Capitals ink Ovechkin to $124M extension
Washington Capitals forward Alexander Ovechkin agreed Thursday to a mammoth 13-year, $124-million US contract extension — the first $100-million deal in NHL history.
Considered one of the NHL's elite players, the high-scoring winger would certainly have attracted a lucrative offer sheet had he become a restricted free agent on July 1.
"Hockey is my life and money is money," Ovechkin said. "If you think about money, you stop playing hockey."
"I'm a risk-taker," Capitals owner Ted Leonsis said. "And if you are going to make a long-term investment, who else would you do it with?
"My bet is the money won't affect him. He will play every shift like it is the seventh game of the finals of the Stanley Cup, and that is what we have come to love about him."
Ovechkin, whose base salary this season is $984,200 US — $3.83 million US if you account for bonuses — represented himself in negotiations.
He will make $9 million US in each of the first six years and $10 million US annually over the final seven.
"I know it is extra pressure, but I have to play the same," Ovechkin said. "If you think of the pressure, it is hard for you.
"I have to play the same way. Play more, play better."
Ovechkin, 22, has totalled 130 goals and 250 points in 206 NHL games since being drafted first overall by Washington in 2004.
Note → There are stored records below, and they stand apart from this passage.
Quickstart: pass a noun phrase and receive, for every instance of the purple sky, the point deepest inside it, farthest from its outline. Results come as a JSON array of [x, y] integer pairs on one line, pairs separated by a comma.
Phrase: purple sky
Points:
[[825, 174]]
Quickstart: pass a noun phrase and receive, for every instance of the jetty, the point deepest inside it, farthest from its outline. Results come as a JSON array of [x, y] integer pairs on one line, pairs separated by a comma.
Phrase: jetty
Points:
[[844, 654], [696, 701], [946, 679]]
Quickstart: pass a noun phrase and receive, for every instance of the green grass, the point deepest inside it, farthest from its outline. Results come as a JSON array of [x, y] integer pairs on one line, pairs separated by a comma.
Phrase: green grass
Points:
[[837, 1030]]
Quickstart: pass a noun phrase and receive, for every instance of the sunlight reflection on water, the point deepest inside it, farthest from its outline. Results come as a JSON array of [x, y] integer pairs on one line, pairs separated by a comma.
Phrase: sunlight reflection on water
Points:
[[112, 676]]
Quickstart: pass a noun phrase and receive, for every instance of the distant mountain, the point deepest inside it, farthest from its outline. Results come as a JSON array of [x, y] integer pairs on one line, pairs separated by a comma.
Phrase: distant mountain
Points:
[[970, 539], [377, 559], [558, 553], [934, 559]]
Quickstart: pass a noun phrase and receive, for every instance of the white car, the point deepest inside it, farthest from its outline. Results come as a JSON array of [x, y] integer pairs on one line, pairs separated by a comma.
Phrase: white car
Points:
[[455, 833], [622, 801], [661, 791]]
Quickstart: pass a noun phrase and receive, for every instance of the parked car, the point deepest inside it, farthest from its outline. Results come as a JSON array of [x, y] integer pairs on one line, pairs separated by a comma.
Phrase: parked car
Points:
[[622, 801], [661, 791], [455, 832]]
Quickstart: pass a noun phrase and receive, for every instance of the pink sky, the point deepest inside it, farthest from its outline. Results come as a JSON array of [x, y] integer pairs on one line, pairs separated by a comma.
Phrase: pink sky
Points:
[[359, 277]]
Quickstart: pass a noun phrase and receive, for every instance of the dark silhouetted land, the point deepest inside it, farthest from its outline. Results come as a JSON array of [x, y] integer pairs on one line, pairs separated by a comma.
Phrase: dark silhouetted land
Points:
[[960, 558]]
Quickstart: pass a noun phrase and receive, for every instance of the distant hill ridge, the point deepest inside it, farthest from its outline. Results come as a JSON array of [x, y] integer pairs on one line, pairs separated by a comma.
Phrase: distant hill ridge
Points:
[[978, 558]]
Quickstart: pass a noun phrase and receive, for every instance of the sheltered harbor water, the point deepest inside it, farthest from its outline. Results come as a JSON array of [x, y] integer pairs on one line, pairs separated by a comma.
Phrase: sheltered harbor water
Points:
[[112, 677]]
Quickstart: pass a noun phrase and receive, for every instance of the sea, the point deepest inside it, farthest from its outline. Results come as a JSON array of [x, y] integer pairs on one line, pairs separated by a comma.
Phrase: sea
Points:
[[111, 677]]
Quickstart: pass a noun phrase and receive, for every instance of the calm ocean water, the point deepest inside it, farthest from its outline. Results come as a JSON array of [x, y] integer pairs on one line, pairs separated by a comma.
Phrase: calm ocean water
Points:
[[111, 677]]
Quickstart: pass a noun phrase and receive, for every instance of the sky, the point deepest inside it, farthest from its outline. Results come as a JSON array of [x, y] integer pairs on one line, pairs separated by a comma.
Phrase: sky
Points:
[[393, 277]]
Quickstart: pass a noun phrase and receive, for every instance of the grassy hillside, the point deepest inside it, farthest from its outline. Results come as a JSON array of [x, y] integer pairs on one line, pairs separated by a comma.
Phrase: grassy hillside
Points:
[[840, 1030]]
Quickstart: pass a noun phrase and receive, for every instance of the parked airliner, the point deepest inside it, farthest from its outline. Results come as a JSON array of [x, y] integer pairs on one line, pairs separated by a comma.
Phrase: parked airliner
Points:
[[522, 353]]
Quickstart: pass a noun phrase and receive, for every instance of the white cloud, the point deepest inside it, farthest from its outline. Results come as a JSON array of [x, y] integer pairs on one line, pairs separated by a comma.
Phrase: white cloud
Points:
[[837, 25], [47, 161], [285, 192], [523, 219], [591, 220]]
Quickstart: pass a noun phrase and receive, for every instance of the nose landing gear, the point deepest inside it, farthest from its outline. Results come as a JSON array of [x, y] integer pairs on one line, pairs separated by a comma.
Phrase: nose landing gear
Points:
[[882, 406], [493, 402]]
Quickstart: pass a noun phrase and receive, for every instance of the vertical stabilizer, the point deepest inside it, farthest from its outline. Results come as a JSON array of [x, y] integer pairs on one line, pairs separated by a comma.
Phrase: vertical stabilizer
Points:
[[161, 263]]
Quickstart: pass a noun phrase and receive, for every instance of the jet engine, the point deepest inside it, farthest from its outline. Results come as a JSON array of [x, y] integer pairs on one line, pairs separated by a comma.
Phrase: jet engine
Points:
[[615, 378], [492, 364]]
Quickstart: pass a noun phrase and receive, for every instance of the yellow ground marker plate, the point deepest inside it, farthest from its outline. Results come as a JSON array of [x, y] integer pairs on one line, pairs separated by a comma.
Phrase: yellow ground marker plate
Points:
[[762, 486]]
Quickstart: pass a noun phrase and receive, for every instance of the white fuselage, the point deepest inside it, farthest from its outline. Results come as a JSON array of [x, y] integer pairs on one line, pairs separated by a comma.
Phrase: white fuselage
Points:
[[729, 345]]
The former Calder Trophy winner as rookie of the year leads the Capitals with 32 goals and 52 points in 43 games this season, his third in the NHL.
He is committed to Washington through the 2020-21 campaign.
"I'm happy I stay here," Ovechkin said. "It is my second home.
"I like the fans, I like the team. I like everything here."
Pittsburgh Penguins forward Sidney Crosby, the player Ovechkin is most compared to, was inked to a five-year, 43.5-million US extension on July 10.
That's an average of $8.7 million US per season.
Crosby, who finished second to Ovechkin in Calder voting in 2006, won the Hart Trophy and Art Ross Trophy last season as most valuable player and scoring champion, respectively.